National Park Service employees in Grand County are winterizing park campgrounds and trails after an unusual 2013 fall season. The financial costs of the unexpected partial shutdown of the Federal Government in October are still being felt by communities that cater to tourists.
It is estimated Utah suffered a loss of $30 million in tourism money. The impact of the closure is still being felt by employees of the state's national parks who are trying to catch up on work that piled up during the shutdown.
"During the shutdown it was really challenging," said Sharon Kienzle, Operations Manger for the Moab Information Center.
The center operates through support from the Canyonlands Natural History Association which oversees the scientific and education efforts of the National Parks Service, the Bureau of Land Management, and the U.S. Forest Service. The information center manages the national park retail stores in Grand County. Federal employees from Arches National Park and Canyonlands National Park were reassigned for two weeks to work at the information center to help answer questions about other sites in the area.
"It was actually a good thing," said Keinzle.
An average day of visitation at the information center in October is around 500 people. Because tourists were unable to visit the national parks, the center was visited by as many as 1,500 people each day during the closure.
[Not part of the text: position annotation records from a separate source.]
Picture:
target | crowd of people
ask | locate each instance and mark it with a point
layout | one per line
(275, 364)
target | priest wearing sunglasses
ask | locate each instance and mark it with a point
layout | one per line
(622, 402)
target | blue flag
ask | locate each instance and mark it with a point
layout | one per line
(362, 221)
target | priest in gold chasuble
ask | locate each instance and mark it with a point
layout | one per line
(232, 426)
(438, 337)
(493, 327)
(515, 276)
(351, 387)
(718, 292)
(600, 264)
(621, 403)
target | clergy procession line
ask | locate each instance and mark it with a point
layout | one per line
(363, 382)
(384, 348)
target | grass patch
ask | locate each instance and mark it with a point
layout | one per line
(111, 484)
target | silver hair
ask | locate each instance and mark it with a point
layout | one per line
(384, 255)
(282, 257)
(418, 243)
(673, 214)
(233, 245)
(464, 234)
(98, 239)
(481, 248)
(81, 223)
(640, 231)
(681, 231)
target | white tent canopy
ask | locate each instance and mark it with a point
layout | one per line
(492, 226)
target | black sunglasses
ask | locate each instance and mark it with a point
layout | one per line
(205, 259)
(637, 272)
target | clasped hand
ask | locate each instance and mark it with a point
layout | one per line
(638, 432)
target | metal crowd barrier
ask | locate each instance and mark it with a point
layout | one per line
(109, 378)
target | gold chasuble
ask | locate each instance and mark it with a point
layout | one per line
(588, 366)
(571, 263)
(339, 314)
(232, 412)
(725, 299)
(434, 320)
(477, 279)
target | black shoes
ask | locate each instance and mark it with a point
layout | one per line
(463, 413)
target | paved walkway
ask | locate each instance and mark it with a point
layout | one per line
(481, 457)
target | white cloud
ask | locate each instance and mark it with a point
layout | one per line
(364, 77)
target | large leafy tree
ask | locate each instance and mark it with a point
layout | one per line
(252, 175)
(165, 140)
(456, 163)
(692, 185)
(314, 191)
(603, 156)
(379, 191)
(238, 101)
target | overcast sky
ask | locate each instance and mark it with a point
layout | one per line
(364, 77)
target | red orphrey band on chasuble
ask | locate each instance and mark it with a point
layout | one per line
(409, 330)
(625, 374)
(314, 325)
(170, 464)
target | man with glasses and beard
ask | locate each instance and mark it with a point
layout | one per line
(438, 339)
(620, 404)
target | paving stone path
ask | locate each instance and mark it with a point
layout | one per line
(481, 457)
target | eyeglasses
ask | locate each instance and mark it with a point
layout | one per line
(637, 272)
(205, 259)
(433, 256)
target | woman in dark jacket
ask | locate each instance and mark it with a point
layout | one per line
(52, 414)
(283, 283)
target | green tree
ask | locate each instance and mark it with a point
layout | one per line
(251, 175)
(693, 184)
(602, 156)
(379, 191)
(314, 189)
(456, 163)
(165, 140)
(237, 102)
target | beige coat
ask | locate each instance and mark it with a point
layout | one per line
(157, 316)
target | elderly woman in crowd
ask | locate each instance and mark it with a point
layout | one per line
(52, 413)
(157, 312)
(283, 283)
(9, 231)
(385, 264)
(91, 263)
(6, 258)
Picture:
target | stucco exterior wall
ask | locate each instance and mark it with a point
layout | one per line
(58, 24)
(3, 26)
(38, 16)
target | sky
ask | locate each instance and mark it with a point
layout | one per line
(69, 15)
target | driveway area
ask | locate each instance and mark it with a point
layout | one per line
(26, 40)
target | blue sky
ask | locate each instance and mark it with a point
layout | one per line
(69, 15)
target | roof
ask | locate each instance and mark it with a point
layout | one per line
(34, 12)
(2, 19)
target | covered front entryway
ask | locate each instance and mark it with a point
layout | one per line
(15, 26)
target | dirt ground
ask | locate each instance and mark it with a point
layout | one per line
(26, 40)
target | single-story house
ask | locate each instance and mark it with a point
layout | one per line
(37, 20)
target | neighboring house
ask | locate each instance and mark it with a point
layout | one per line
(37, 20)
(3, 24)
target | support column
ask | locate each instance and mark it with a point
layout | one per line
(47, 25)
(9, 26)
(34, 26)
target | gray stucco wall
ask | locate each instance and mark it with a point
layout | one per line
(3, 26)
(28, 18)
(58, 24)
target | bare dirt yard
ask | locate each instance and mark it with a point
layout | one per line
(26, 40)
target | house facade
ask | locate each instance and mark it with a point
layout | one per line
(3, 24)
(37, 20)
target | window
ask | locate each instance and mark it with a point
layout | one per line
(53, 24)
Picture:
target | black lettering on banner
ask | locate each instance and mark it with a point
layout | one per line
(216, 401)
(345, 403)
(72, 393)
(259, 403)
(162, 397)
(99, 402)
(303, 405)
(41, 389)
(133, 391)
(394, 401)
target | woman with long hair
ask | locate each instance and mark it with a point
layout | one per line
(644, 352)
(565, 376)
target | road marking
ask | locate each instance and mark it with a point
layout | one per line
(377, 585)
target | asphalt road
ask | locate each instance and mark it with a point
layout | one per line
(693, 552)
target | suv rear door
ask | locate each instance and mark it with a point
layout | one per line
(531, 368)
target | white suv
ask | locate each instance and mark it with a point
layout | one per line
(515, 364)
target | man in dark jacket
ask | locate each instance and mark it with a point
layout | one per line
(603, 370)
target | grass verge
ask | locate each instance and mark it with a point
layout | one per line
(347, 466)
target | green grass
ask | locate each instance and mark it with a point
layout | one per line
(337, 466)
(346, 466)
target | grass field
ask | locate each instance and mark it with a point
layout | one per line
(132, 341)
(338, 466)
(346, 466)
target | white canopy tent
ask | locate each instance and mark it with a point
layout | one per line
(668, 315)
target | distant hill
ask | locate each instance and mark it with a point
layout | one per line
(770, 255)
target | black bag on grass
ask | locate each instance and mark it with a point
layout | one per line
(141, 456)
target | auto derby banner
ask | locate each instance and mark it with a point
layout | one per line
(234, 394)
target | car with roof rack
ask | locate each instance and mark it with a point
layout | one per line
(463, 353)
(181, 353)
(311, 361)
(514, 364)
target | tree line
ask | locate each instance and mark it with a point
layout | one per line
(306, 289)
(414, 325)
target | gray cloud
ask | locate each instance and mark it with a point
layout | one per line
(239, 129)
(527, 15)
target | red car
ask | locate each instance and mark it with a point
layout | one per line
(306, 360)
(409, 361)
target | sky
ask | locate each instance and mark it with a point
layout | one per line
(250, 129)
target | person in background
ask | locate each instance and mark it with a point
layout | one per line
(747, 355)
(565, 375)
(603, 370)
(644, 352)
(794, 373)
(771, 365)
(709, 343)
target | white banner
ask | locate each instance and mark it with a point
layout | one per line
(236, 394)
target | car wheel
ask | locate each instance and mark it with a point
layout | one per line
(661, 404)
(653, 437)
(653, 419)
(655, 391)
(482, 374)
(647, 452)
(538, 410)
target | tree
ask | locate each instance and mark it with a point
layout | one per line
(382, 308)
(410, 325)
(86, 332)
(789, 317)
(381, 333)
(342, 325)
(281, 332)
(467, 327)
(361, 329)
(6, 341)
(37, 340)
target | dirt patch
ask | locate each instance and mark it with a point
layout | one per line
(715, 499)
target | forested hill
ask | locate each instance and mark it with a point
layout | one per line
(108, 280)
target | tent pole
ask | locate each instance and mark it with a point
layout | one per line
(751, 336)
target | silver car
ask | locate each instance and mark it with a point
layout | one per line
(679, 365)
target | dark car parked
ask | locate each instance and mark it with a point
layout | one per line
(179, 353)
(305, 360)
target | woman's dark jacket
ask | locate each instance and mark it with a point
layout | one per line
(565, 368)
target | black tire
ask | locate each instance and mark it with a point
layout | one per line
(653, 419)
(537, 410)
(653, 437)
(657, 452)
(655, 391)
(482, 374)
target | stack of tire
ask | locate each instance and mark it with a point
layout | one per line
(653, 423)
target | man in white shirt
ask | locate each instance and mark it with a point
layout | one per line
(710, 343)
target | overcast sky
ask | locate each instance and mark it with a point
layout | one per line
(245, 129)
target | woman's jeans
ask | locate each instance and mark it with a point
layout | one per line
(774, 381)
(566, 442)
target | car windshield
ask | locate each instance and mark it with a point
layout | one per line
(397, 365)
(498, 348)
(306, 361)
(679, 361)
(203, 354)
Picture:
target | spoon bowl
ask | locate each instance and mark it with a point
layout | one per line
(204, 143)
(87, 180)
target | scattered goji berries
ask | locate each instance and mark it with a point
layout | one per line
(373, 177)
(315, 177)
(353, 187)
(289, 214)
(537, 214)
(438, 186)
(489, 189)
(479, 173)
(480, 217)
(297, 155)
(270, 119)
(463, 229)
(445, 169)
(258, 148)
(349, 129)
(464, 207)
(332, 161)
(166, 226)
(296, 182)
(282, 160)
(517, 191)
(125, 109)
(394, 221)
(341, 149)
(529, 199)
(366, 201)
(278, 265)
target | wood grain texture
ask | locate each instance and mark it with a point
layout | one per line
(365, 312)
"It was an amazing experience," said Keinzle. "A lot of visitors coming in were very disappointed that the parks were closed, but we could steer people to see scenery in places they wouldn't normally visit."
Directors of the Moab Information Center said they could experience an increase of visitors coming to the center in the future because of the closure. As word gets out about some of the less known sites in Grand County, they said more tourists will turn to the center for help in locating unusual areas near Utah's National Parks.